SpaceX’s Falcon 9 rocket and Crew Dragon spacecraft departed Launch Complex 39A at the Kennedy Space Center in Florida on time, at noon.

We're on our way to space!#Crew5Taken off @NASAKennedyAt noon ET (1600 GMT) and heading to the @Space_StationFor six months of scientific discovery pic.twitter.com/p2AvbIzo9V

— NASA (@NASA) October 5, 2022

Just over eight minutes after launch, the rocket’s first-stage booster made a perfect landing on the Please Read the InstructionsA drone ship is waiting at the ocean’s bottom, opening the way for the rocket’s return to space.

Falcon 9’s first stage booster has landed on the Just Read the Instructions droneship pic.twitter.com/qKk3uk4J9B

— SpaceX (@SpaceX) October 5, 2022

Just over 12 minutes after leaving Kennedy, the Crew Dragon capsule successfully separated from Falcon 9’s second stage, setting the astronauts on course for the space station.

Dragon, fly!@SpaceX's Endurance spacecraft has separated from its Falcon 9 rocket and is on its way to the @Space_Station. Follow our #Crew5Blog for the most recent mission updates https://t.co/t5aCFxh78H pic.twitter.com/EskQMDB7fd

— NASA (@NASA) October 5, 2022

Finally, here’s some footage from inside the capsule as it heads toward the space station.
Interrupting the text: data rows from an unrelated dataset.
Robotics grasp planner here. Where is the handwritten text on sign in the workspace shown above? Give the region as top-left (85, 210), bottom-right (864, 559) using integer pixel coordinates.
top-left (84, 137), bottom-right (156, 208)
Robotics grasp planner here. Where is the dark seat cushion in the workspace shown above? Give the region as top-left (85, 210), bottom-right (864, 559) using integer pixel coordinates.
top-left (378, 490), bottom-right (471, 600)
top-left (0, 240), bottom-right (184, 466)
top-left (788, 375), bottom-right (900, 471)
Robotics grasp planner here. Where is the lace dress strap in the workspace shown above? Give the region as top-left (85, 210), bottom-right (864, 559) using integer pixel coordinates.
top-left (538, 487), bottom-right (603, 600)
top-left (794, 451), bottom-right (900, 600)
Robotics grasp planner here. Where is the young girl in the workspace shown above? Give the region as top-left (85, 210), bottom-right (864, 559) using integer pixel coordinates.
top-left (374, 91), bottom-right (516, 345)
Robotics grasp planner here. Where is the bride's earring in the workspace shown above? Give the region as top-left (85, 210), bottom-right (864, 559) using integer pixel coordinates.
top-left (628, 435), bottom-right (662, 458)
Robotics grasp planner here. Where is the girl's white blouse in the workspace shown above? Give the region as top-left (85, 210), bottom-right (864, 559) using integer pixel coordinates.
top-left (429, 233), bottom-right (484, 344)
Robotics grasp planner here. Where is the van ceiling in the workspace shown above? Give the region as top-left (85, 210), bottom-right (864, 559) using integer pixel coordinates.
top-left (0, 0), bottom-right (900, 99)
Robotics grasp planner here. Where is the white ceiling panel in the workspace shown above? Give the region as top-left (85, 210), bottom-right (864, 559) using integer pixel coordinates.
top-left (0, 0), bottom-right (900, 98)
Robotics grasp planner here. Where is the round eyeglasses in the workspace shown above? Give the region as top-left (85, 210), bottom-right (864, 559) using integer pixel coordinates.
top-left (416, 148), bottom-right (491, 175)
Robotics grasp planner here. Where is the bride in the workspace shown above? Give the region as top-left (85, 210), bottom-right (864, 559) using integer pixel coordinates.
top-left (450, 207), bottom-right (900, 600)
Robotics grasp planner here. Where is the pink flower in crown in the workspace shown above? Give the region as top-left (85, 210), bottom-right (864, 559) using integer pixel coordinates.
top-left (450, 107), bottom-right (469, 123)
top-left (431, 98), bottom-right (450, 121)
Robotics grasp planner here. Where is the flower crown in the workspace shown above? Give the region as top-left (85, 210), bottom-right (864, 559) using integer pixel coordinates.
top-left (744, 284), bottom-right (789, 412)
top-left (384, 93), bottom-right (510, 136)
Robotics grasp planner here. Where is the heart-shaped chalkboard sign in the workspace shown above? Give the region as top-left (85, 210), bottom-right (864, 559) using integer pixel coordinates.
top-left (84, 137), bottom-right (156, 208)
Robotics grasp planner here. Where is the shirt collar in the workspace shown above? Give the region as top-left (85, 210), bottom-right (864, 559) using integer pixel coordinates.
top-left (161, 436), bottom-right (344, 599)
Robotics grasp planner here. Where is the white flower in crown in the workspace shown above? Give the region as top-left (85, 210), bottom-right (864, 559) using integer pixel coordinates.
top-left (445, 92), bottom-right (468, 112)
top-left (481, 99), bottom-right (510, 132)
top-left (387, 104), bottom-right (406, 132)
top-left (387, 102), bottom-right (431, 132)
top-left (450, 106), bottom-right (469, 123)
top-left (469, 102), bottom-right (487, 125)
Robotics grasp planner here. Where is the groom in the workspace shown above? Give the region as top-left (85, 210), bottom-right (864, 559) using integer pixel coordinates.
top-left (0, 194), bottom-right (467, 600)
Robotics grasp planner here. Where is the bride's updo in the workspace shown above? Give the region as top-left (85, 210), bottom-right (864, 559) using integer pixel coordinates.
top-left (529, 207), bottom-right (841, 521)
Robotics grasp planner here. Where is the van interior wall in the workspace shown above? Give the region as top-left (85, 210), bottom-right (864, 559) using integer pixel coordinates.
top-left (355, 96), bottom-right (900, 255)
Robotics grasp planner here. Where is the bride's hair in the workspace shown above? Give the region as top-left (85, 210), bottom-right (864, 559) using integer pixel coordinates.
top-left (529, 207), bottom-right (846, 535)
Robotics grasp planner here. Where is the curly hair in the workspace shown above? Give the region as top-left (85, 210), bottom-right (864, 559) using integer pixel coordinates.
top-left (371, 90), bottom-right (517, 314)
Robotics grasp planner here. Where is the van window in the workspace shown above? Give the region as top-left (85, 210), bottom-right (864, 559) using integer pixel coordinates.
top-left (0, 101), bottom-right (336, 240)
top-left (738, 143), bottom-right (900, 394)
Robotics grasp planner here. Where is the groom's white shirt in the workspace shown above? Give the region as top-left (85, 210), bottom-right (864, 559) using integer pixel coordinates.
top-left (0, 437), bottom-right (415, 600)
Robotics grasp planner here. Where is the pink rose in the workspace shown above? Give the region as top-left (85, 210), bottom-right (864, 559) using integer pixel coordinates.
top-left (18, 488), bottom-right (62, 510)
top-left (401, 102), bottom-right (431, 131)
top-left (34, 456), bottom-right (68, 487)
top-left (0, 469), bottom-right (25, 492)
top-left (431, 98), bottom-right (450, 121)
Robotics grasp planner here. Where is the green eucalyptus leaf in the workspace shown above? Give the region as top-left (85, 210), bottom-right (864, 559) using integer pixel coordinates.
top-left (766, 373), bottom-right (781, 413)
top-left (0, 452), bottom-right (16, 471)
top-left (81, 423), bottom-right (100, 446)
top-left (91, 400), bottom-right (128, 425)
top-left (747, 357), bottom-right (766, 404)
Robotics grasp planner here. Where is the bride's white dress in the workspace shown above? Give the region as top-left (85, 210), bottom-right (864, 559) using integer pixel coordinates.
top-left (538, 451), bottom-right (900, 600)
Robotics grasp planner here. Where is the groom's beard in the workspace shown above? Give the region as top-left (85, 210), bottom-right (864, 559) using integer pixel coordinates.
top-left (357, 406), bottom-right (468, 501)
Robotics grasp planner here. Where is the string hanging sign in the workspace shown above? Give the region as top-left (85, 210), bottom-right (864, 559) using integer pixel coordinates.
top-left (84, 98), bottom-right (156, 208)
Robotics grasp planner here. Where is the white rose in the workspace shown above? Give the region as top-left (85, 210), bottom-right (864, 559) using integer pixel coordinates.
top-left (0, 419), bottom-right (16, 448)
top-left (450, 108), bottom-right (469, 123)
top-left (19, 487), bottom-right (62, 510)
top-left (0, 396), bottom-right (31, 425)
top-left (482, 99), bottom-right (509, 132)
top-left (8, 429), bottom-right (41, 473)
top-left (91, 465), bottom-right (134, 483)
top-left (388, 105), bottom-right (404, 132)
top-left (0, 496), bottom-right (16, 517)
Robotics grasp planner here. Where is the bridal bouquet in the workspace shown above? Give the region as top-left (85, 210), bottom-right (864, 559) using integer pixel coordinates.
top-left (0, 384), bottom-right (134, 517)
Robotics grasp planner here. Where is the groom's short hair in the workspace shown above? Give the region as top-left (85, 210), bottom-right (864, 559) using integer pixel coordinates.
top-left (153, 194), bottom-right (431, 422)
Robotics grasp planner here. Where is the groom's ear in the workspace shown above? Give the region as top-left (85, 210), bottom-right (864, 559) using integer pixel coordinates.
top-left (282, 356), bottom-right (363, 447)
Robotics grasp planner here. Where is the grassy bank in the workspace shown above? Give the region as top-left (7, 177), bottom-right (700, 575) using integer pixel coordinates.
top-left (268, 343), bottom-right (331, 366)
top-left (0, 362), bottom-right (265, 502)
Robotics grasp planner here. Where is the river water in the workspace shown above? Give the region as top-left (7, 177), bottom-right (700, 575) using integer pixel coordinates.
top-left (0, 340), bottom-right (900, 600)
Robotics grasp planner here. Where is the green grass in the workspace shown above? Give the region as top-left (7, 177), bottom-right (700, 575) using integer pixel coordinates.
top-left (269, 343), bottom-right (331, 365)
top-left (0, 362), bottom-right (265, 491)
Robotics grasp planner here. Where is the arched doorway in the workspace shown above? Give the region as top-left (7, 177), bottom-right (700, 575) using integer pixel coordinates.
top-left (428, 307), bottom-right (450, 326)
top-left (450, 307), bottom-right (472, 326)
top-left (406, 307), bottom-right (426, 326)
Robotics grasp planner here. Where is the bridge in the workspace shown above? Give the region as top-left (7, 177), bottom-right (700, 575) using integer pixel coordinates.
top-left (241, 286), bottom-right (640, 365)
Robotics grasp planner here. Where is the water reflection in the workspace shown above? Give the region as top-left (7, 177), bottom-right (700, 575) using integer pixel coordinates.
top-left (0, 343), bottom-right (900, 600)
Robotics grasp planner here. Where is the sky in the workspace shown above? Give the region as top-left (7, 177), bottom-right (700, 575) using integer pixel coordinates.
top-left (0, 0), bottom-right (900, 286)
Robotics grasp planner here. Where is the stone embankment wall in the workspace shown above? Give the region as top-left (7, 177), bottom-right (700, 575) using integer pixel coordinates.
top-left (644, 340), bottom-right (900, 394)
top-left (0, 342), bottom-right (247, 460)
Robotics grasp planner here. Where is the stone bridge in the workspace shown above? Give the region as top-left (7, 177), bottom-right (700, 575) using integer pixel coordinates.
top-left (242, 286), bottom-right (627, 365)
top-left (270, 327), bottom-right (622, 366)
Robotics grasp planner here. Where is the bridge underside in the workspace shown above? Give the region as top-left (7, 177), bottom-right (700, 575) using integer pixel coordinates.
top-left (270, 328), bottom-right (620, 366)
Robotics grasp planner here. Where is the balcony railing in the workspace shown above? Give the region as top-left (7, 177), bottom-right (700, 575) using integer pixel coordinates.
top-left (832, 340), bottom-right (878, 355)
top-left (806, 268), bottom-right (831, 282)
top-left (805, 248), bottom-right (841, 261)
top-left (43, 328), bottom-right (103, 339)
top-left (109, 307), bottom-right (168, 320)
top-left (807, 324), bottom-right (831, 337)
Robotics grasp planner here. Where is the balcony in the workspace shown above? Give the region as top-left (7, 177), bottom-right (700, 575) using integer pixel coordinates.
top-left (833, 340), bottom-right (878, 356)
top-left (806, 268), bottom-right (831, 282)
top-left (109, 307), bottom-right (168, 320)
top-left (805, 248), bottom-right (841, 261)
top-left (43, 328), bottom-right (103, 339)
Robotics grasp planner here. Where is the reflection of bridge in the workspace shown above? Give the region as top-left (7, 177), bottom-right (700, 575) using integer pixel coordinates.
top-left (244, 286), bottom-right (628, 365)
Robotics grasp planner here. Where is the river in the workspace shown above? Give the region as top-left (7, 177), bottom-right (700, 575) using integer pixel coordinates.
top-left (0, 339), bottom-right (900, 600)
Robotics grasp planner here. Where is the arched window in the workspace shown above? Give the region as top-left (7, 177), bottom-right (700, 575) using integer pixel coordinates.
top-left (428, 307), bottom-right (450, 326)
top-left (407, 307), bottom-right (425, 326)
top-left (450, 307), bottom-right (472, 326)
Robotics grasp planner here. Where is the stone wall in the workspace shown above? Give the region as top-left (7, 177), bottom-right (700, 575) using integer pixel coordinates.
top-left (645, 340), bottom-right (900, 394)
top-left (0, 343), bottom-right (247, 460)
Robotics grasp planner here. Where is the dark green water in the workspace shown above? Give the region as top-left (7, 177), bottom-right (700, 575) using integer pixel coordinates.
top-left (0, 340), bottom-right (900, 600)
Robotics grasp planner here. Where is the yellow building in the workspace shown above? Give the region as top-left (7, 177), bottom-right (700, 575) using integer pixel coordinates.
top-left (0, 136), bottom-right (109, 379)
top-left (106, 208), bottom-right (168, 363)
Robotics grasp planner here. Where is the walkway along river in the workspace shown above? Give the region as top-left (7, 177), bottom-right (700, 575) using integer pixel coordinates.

One of the astronauts offers some words about Albert Einstein, a toy version of which acted as the crew’s zero-g indicator so they could see the moment when their spacecraft had reached a microgravity environment a few minutes after launch.

"Imagination encircles the world." —Albert Einstein

The zero gravity indicator #Crew5It is revealed that the mission was a toy Einstein. It's used to show when the capsule reaches the weightlessness of microgravity as it circles the globe en route to the @Space_Station. pic.twitter.com/wOE7GbWfNA

— NASA (@NASA) October 5, 2022

Crew-5 comprises NASA astronauts Nicole Mann and Josh Cassada, along with Koichi Wakata of JAXA (Japan Aerospace Exploration Agency), and Anna Kikina of Russia’s Roscosmos space agency.

They’ll arrive at the space station on Thursday afternoon ET, and will spend about four months living and working aboard the space-based laboratory as it orbits at around 250 miles above Earth.

Mann, Cassada and Kikina are making their first space missions. Wakata on the other side has a lot of experience. He’s been on four orbital missions already, including the first in 1996, and the most recent in 2013.

The Crew-5 mission is SpaceX’s eighth crewed flight since the first one in the summer of 2020. Crew-5 is the seventh mission to the space station. Crew-5 was the other crewed flight. It involved the first all-civilian mission. For several days, remained in low-Earth orbitYou can dock at the ISS without any additional charges.